"Web scraping,’’ also known as ‘‘web data extraction’’ or ‘‘web harvesting,’’ is the process of extracting data from websites using automated software solutions, known as ‘‘bots’’ or ‘‘spiders.’’ According to Distil Network’s Economics of Web Scraping Report, web scraping activity is a prevalent practice, generating up to 46% of all web traffic. Approximately 38% of web scrapers use this technology to obtain content, primarily targeting websites directed to real estate, digital publishing, travel, online directories, e-commerce, marketplace, and classifieds.
The value of web scraping is based on an informal quid pro quo between website owners, web scrapers, and web users. Aggregation websites, such as hotel booking and ticket-selling websites, offer their users the ability to leverage the disparate resources available on the internet. By employing web scraping techniques, aggregation websites extract information from various websites (including government websites) and consolidate that information into a single place for their patrons’ ease-of-use. This collection of information drives traffic to the aggregator, potentially increasing its advertising revenue, brand recognition, and user-generated fees. In exchange for the data, aggregation websites often send traffic to the scraped website itself, thereby increasing that website’s audience and potential revenue.
Despite benefits such as increased traffic and revenue, some website owners find web scraping ultimately harmful to their carefully-crafted internet presence. Web scrapers may infringe a website owner’s copyrights or trademarks, which can spur legal challenges and damage the website’s brand. Web scraping can also slow down a website owner’s servers and increase webpage load times, negatively impacting user experience and the website’s revenue stream. Consequently, it is common for website owners to prohibit scraping in their terms of service and sue web scrapers on, among other claims, violations of the Federal Computer Fraud and Abuse Act (CFAA) and analogous state claims. In response, web scrapers typically counterclaim alleging violations of antitrust and unfair competition laws.

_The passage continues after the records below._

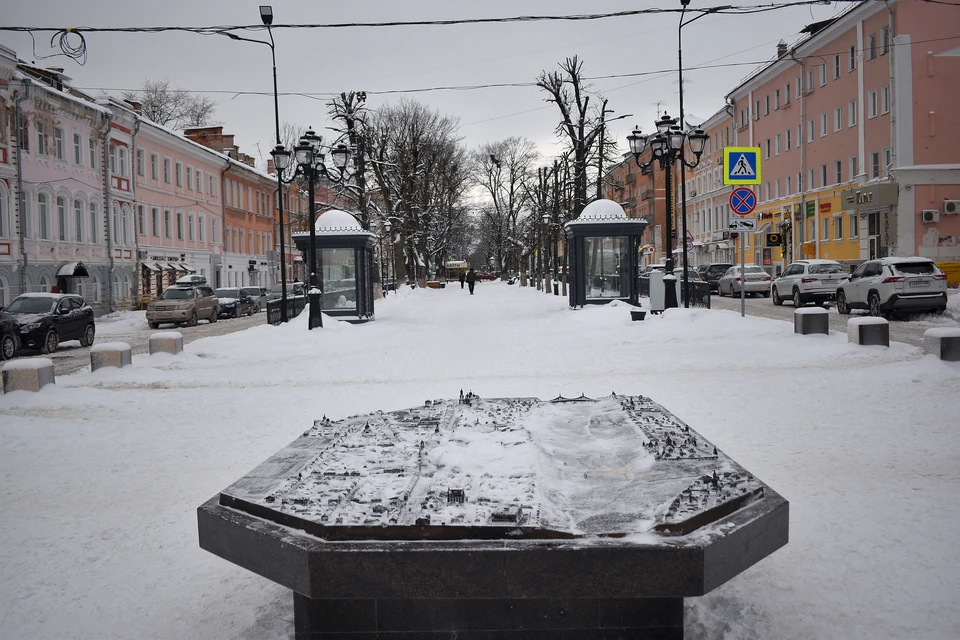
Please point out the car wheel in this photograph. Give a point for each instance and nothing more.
(7, 347)
(842, 307)
(874, 305)
(50, 342)
(88, 336)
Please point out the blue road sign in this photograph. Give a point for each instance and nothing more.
(743, 201)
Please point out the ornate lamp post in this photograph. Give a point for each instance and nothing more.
(667, 149)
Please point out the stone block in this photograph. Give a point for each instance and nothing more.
(943, 342)
(110, 354)
(166, 342)
(808, 320)
(868, 330)
(29, 374)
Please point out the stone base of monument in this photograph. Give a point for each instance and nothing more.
(110, 354)
(943, 342)
(166, 342)
(379, 538)
(809, 320)
(29, 374)
(868, 331)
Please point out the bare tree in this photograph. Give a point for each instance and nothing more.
(172, 107)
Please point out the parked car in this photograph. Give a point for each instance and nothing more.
(889, 285)
(9, 335)
(259, 297)
(808, 281)
(234, 303)
(183, 305)
(713, 272)
(47, 319)
(755, 280)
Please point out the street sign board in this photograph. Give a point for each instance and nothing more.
(741, 165)
(743, 201)
(742, 224)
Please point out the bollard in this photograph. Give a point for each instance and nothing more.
(166, 342)
(29, 374)
(808, 320)
(943, 342)
(868, 330)
(110, 354)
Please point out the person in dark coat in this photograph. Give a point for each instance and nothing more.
(471, 279)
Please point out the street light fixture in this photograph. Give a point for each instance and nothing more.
(667, 149)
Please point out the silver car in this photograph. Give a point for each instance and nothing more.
(754, 280)
(806, 281)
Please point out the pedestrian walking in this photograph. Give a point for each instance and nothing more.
(471, 279)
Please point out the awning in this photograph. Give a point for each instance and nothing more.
(73, 270)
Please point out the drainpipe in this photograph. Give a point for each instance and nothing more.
(21, 202)
(107, 205)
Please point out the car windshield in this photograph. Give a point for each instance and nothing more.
(177, 294)
(916, 268)
(826, 268)
(31, 305)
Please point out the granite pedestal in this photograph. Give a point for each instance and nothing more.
(810, 320)
(30, 374)
(374, 549)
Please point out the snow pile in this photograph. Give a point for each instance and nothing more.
(102, 473)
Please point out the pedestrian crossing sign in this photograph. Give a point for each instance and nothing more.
(741, 165)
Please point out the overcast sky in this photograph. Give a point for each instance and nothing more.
(402, 58)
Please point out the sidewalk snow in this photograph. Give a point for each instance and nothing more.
(103, 472)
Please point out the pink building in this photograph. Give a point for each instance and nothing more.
(859, 156)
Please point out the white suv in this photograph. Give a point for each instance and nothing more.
(808, 281)
(888, 285)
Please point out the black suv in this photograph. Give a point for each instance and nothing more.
(712, 273)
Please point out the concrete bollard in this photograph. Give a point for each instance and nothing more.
(807, 320)
(166, 342)
(943, 342)
(110, 354)
(869, 330)
(29, 374)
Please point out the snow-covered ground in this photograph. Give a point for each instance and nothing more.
(103, 472)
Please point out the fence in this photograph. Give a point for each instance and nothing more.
(295, 305)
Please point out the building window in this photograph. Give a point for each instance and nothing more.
(94, 222)
(58, 143)
(61, 219)
(78, 218)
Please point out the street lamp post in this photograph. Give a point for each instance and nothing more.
(666, 146)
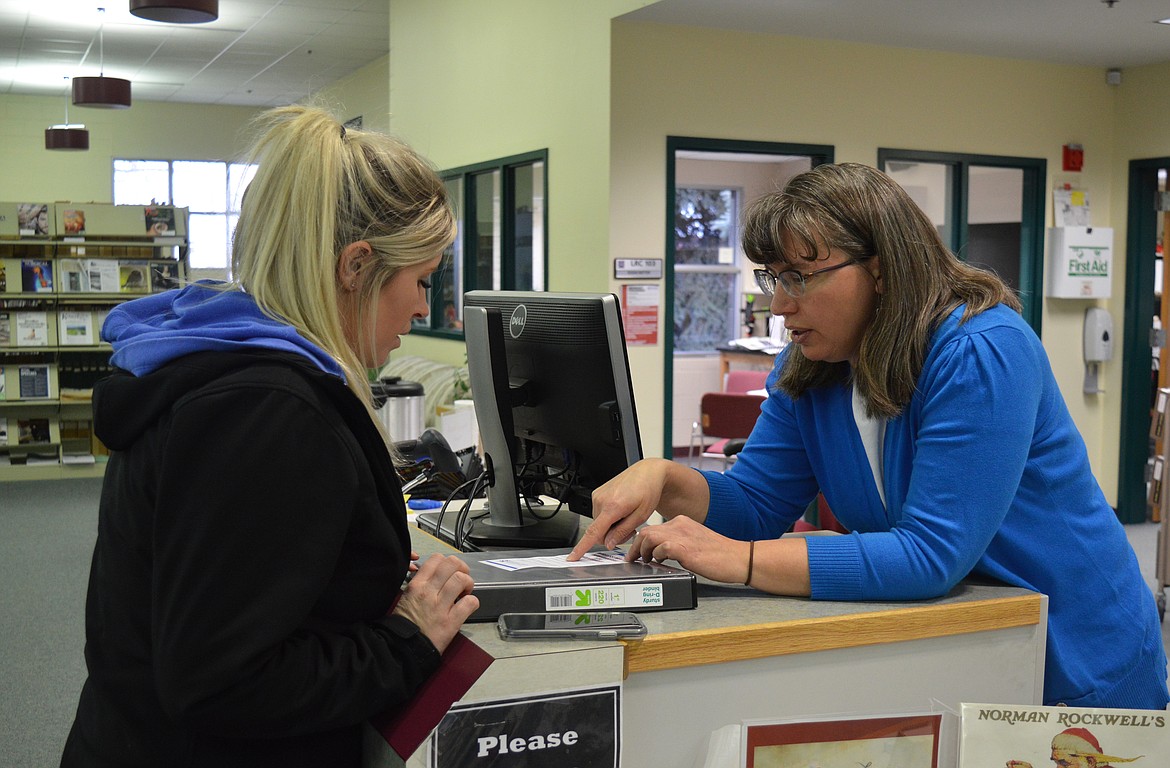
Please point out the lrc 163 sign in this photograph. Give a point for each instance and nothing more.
(579, 728)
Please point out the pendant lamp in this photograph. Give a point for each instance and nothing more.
(176, 11)
(67, 136)
(107, 93)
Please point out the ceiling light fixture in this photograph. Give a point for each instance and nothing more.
(108, 93)
(67, 136)
(176, 11)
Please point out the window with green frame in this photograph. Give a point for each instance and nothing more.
(501, 207)
(989, 210)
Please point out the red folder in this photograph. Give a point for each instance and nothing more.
(407, 725)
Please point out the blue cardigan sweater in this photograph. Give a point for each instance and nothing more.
(984, 471)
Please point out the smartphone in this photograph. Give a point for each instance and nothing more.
(598, 625)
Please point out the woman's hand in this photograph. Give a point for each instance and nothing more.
(626, 501)
(695, 547)
(439, 598)
(621, 505)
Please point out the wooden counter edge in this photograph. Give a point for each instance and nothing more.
(803, 636)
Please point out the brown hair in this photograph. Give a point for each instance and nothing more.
(864, 213)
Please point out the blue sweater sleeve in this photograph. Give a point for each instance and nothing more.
(951, 465)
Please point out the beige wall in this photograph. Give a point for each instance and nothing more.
(468, 81)
(148, 130)
(858, 98)
(364, 94)
(473, 81)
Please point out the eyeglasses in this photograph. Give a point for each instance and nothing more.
(792, 281)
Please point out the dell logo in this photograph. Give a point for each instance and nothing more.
(517, 321)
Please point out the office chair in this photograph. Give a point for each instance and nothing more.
(728, 417)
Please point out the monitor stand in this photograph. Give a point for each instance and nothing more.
(480, 534)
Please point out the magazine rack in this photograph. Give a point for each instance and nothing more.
(62, 267)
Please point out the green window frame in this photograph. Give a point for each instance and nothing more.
(956, 234)
(502, 240)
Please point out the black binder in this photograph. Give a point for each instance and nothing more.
(617, 585)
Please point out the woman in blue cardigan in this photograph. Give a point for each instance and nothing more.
(923, 408)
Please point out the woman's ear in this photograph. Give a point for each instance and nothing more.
(875, 272)
(351, 262)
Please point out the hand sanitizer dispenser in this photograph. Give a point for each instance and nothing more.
(1098, 345)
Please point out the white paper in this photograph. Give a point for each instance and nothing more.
(32, 329)
(557, 561)
(75, 328)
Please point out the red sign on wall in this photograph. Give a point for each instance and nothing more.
(639, 314)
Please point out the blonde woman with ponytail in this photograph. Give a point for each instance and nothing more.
(245, 601)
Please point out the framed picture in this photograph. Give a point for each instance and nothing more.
(890, 741)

To address the growing problem of computer hacking, in 1984 Congress passed the Computer Fraud and Abuse Act, creating criminal and civil liability for a party who accesses a computer without authorization or in a manner exceeding their authorization. To prevail on a civil CFAA claim, a plaintiff must demonstrate that a defendant ‘‘intentionally accesse[d] a computer without authorization or exceed[ed] authorized access, and thereby obtain[ed]. . .information from any protected computer;’’ or that the defendant ‘‘knowingly cause[d] the transmission of a program . . . and . . . cause[d] damage without authorization to a protected computer.’’ 18 U.S.C. § § 1030(a)(2)(C), 1030(a)(5)(A) (2008). To proceed on a civil claim under the CFAA, a plaintiff must also allege, as a threshold matter, that the defendant’sunauthorized access caused at least $5,000 in loss or damage during a one-year period. 18 U.S.C. § 1030(c)(4)(A)(i)(I) (2008). While courts have typically applied the CFAA in manner that broadly protects a website’s publicly-available data against third-party web scrapers, courts have also articulated various standards to determine whether a web scraper accessed a website without authorization or exceeded authorized access in violation of the CFAA.
In 2017, however, the District Court for the Northern District of California, in a ruling favorable to web scrapers, addressed the applicability of the CFAA to web scraping activities to publicly available information, thereby adding further uncertainty into website owners’ ability to seek recourse under the CFAA against web scrapers. In hiQ Labs, Inc. v. LinkedIn Corp., the Northern District of California granted hiQ’s motion for preliminary injunction prohibiting LinkedIn from using electronic blocking techniques to prevent hiQ from scraping information from public LinkedIn profiles. See hiQ Labs, Inc. v. LinkedIn Corp., 273 F. Supp.3d 1099 (N.D. Cal. 2017). The court ruled that the injunction favoring hiQ was proper because, among other considerations, hiQ ‘‘raised serious questions as to applicability of the CFAA to its [web scraping of LinkedIn’s public profile information],’’ namely that the CFAA was not enacted to prevent access to publicly viewable data not protected by an authentication gateway. Id. at 1113– 1114. The court reasoned that its ruling was true to the legislative intent of the CFAA, stating that the application of the CFAA to publicly available website content ‘‘would have sweeping consequences well beyond anything Congress could have contemplated; it would ‘expand its scope well beyond computer hacking.’ ’’ Id. at 1110. In distinguishing hiQ’s web scraping activities from that conducted in the Facebook case, the Court noted that the Facebook defendants scraped private data protected by authorization techniques (e.g., password protection or paywall), whereas hiQ accessed and scraped only public data that was left unprotected. Id. at 1109. The court therefore ruled that LinkedIn could not limit hiQ’s access to LinkedIn’s public profiles or any content open to the public under the CFAA because hiQ did not ‘‘access [LinkedIn’s servers] ‘without authorization’, even in the face of technical countermeasures, when the data it accesses is otherwise open to the public.’’ Id. at 1113. LinkedIn has since appealed the ruling to the U.S. Court of Appeals for the Ninth Circuit.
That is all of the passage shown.